By goodness of fit in this context we mean to evaluate if the model used for the analysis is reasonable, that is, it the underlying assumptions of the analysis is not to badly broken. For that we cannot just look at the parameter estimates---the fixed effects---the estimation algorithm will give us some estimates, however broken is the model assumptions. Then, any statistic that is just a function of the parameter estimates cannot give information independent of the estimates, it is only repeating the same information.

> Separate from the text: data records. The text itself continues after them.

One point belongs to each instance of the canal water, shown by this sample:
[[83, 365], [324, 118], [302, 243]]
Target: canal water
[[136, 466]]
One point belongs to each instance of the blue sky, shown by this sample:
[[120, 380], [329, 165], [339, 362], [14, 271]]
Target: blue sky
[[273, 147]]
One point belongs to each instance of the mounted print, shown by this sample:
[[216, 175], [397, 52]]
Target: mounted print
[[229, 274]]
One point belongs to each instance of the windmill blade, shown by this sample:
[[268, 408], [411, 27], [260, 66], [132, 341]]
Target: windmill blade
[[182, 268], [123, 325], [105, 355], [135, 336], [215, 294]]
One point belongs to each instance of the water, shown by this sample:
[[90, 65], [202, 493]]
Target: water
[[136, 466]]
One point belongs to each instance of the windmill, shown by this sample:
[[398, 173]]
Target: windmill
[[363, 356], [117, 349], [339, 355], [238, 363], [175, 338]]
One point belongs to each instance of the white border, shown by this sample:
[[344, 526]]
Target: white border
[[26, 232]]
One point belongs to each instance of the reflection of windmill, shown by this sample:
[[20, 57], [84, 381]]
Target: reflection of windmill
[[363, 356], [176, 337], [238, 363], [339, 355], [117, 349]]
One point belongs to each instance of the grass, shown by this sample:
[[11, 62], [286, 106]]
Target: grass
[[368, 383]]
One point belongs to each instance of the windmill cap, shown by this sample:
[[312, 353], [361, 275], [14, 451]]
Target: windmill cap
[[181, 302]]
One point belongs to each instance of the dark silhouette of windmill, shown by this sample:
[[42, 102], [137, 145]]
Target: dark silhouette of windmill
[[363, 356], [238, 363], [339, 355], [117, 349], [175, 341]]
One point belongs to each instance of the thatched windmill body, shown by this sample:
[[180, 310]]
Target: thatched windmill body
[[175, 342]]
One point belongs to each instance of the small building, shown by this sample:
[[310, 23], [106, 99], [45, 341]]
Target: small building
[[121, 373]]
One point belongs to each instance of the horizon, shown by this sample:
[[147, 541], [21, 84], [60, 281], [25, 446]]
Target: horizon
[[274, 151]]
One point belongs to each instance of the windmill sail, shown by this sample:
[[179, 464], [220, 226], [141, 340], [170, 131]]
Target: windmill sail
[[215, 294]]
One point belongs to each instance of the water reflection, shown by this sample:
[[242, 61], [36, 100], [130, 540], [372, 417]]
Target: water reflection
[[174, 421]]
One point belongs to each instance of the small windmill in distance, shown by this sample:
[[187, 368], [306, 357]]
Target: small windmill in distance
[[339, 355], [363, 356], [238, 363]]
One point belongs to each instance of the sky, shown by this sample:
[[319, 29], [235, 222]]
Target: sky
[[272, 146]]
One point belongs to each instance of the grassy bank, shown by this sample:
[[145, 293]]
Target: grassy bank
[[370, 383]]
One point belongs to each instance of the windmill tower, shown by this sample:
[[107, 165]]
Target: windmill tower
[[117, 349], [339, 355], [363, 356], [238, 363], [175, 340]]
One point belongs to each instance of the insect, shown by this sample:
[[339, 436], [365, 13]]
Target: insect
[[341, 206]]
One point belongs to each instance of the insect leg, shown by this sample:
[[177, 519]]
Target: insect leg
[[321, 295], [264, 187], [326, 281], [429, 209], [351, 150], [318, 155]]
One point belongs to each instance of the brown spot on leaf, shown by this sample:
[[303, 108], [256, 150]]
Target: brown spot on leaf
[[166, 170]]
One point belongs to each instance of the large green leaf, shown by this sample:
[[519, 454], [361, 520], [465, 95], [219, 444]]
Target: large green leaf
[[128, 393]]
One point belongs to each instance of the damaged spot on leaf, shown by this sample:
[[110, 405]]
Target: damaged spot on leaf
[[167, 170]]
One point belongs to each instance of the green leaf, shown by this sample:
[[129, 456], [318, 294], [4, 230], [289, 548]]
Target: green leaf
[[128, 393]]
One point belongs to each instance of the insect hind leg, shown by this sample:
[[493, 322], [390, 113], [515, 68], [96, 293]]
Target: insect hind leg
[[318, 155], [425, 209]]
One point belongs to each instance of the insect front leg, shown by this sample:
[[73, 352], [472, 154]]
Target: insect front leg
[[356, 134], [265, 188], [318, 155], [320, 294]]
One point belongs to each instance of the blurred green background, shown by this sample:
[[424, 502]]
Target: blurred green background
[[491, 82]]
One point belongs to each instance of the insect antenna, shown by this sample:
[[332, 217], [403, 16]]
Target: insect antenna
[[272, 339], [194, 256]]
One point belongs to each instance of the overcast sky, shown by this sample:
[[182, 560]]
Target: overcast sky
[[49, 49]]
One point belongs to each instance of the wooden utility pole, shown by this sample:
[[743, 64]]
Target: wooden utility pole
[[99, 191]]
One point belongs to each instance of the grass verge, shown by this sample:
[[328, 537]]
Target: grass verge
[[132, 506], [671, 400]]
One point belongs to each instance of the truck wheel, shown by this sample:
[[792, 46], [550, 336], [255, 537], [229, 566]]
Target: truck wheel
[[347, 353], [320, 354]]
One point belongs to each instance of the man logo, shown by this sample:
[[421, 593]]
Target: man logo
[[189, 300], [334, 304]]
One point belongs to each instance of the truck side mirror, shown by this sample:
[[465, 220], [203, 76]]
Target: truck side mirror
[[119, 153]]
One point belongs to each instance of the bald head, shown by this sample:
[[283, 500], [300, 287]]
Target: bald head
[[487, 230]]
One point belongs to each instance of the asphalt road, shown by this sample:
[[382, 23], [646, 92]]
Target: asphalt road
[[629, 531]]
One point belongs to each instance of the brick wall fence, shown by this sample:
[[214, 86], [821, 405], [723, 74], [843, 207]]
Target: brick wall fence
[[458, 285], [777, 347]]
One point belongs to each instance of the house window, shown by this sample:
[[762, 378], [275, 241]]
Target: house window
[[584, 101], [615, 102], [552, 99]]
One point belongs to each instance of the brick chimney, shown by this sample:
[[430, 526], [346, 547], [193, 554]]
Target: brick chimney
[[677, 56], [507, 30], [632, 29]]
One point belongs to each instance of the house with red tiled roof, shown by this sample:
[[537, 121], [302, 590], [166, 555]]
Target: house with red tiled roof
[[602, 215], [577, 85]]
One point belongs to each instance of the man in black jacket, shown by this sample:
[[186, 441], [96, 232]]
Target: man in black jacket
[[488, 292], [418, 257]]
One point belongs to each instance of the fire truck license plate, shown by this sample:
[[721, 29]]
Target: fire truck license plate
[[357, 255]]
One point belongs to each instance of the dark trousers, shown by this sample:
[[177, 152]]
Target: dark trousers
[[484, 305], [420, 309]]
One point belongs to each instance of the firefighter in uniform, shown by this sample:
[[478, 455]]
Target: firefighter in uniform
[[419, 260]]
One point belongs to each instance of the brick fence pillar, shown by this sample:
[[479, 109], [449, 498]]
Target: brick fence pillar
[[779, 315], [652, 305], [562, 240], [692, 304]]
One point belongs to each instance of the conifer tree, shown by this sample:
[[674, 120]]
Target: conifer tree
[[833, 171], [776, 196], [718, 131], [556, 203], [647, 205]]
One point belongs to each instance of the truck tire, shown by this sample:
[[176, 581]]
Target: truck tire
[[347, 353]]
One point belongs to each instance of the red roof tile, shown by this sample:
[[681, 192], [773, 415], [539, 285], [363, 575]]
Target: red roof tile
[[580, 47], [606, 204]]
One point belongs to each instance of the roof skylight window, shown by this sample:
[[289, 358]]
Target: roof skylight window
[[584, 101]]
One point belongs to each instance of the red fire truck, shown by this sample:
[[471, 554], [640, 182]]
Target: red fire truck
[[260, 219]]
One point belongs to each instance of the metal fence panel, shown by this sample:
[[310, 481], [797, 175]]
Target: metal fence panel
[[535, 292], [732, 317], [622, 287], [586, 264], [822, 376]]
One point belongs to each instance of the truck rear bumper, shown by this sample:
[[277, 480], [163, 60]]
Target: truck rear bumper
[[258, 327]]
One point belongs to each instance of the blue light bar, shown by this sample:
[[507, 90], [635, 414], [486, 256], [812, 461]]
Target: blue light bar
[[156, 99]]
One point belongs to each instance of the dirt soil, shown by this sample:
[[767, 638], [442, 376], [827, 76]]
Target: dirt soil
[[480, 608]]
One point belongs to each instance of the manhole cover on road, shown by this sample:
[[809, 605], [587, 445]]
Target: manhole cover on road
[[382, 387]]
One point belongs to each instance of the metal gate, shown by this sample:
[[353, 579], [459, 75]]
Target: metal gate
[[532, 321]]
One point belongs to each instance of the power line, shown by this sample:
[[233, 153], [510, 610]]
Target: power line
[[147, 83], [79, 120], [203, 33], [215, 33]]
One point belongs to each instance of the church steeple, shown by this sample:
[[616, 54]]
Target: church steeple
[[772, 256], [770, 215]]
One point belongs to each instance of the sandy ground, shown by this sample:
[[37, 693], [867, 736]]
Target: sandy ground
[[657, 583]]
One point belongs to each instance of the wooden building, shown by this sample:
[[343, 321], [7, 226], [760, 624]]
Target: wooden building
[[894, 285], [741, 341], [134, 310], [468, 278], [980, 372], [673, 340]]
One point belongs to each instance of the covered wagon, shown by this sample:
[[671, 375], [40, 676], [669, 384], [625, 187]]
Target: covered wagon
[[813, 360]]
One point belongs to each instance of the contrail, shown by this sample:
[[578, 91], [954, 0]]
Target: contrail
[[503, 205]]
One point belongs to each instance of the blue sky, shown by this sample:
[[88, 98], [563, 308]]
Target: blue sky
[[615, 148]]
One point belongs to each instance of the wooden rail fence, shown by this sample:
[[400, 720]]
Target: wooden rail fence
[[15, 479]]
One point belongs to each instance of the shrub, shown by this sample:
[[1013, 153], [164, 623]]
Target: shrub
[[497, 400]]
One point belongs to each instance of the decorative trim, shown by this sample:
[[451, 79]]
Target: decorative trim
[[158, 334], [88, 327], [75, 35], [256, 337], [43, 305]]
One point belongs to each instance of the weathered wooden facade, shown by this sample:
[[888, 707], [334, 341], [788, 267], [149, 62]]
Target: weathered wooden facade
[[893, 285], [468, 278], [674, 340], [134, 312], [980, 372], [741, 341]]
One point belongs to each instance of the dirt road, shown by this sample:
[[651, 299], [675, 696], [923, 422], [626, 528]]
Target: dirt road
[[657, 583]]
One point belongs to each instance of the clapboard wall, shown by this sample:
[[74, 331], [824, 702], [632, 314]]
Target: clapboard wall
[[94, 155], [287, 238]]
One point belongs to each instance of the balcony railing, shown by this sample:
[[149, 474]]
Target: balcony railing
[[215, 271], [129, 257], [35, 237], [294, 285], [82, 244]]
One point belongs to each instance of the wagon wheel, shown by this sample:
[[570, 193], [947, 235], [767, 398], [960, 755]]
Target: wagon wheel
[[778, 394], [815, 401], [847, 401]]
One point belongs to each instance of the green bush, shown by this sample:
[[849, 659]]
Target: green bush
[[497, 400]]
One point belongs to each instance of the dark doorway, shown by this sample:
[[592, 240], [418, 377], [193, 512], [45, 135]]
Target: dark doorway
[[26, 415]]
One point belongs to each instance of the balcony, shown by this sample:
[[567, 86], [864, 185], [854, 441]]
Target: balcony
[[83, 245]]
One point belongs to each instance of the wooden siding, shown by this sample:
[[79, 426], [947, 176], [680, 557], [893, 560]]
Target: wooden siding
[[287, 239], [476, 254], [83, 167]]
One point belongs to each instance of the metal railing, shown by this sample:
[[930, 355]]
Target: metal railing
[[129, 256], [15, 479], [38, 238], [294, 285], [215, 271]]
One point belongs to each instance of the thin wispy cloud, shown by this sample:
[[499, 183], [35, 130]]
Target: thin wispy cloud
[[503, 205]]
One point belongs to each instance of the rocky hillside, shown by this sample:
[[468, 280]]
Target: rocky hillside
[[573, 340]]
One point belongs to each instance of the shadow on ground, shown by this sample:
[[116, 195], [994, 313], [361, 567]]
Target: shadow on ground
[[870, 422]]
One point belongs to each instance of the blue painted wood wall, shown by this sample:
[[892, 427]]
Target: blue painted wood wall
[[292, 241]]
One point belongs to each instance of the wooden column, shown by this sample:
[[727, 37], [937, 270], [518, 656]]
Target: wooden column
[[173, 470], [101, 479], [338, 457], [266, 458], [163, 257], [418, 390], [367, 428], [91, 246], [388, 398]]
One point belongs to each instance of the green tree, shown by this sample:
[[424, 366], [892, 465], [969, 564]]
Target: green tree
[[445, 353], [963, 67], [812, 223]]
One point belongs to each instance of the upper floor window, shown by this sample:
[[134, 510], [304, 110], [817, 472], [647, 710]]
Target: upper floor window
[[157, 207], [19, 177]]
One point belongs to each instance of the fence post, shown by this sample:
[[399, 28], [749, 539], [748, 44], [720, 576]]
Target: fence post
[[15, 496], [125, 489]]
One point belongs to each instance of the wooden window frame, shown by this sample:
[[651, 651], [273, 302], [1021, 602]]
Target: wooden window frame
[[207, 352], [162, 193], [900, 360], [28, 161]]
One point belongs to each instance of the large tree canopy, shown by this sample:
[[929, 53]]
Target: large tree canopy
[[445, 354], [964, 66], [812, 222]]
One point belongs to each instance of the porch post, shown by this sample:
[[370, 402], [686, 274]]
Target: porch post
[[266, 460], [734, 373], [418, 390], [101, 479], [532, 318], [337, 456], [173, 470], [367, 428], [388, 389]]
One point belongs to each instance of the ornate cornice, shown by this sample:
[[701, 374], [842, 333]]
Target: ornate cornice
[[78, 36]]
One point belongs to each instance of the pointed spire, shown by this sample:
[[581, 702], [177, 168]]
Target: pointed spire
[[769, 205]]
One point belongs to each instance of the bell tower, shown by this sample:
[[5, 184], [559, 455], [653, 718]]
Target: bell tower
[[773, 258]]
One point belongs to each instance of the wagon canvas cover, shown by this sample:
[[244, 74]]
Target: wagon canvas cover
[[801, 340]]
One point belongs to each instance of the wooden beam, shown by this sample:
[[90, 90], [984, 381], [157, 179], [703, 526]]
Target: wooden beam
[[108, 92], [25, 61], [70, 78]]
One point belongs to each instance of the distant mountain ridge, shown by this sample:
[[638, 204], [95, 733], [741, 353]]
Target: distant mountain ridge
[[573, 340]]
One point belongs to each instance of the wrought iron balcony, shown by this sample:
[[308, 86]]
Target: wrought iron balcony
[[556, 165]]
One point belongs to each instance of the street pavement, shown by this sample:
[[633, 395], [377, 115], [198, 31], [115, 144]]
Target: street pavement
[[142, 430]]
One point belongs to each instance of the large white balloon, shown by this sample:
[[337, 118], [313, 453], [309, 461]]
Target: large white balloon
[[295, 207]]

That at least indicates that a good statistic for evaluating goodness of fit should be independent of the parameter estimates, or at least not too heavily dependent. In itself that can only be a heuristic, a statistic independent of the parameter estimates is not necessarily a good test for goodness of fit. For the Bernoulli case you mention, the deviance is a function of the parameter estimates, so does not give a good test for goodness of fit. This is discussed in this classical book in section 4.4.5 Sparseness, which in this context means count data with small $n$. Bernoulli data is the extreme example, but binomial data with small $n$ or likewise Poisson data is similar.
In normal linear models we use the residuals for evaluating goodness of fit. The residuals are not independent from the parameter estimates, but each individual residual has correlation zero with the estimates, so the dependence is weak (unless $n$ is very small, in which case testing goodness of fit do not make much sense.)